No puedo olvidar el día que una pariente política llegó con el ojo morado a refugiarse con su suegra (otra familiar cercana con quien yo vivía) en un mar de lágrimas. Tenía yo doce años y apenas pude comprender la escena. Mi experiencia personal no llegaba a tanto. Mis padres reñían día y noche, vivían amargados mutuamente, pero nunca fui testigo de golpes físicos (aunque sí psicológicos).
Los padres muchas veces no pueden imaginar el daño causado a los hijos por la violencia en el hogar. Yo mismo recuerdo las ganas de correr, el miedo experimentado en medio de los gritos y las humillaciones infligidas, los deseos de huir y llorar. Y claro, si hay violencia con la mujer que un día se amó, imagínese el estado de terror con los hijos. Quien aporrea a la mujer, violenta también a los hijos.
Y no da pena alguna, ya lo he dicho. Con los años, he vuelto con la familia y escuchado las bromas relativas a la violencia de un macho latino contra una mujer en exceso paciente. Las risas abundan graciosamente, también si hay mujeres alrededor. Es tan habitual y generalizada la conducta que apenas permea otro tipo de discurso.
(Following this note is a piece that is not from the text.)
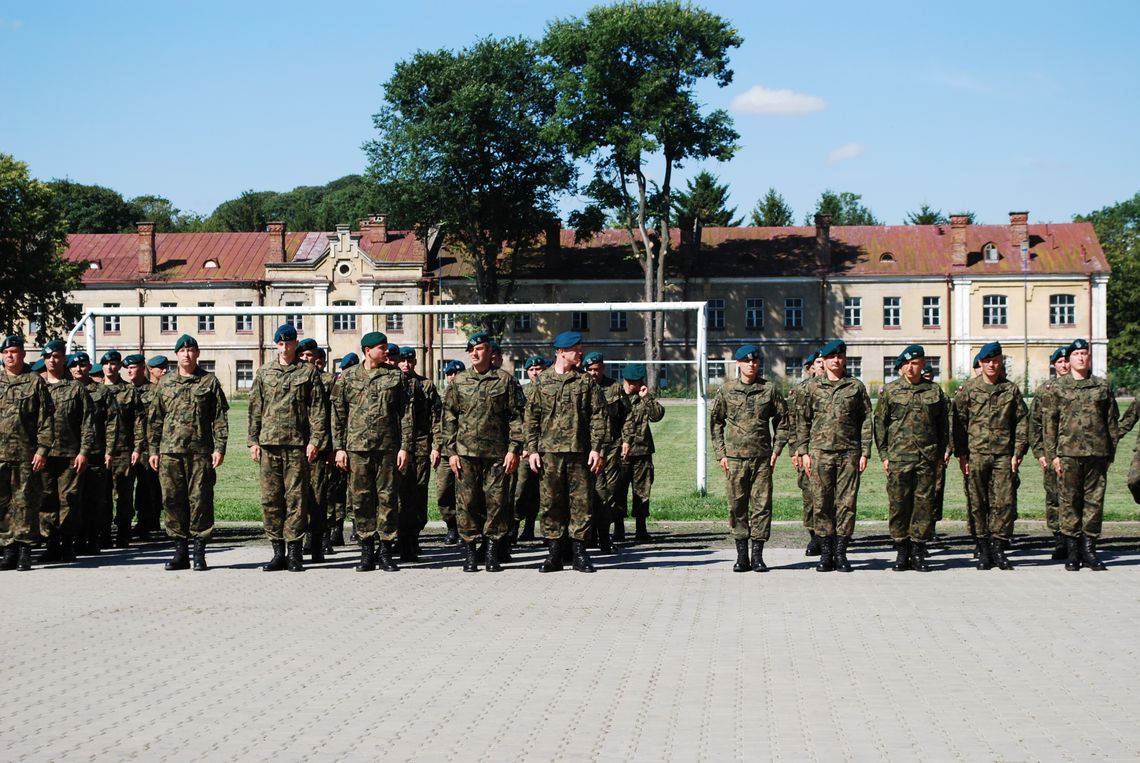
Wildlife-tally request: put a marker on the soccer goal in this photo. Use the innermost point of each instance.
(88, 323)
Hay casi una condena a la violencia en el hogar por el ciclo que se repite. Los hijos, salvo excepciones, no superan los modelos y terminan imitando los paradigmas aprendidos. Cosa terrible y trágica. Por eso, cualquier campaña encaminada a superar esas pautas de comportamiento es bienvenida y debe invertirse generosamente en ella. La educación es fundamental, pero la ley debe también hacer lo suyo.
Los jueces deben investigar los casos y ser severos en la aplicación de la justicia. No puede quedar impune ningún acto violento en las familias por las consecuencias trágicas que generan. En esto el Estado debe invertir lo necesario y la iniciativa privada contribuir a través de campaña que permitan producir cambios de mentalidad.
De este tipo de iniciativas depende que tengamos sociedades menos traumatizadas y seguramente países con más posibilidades de felicidad.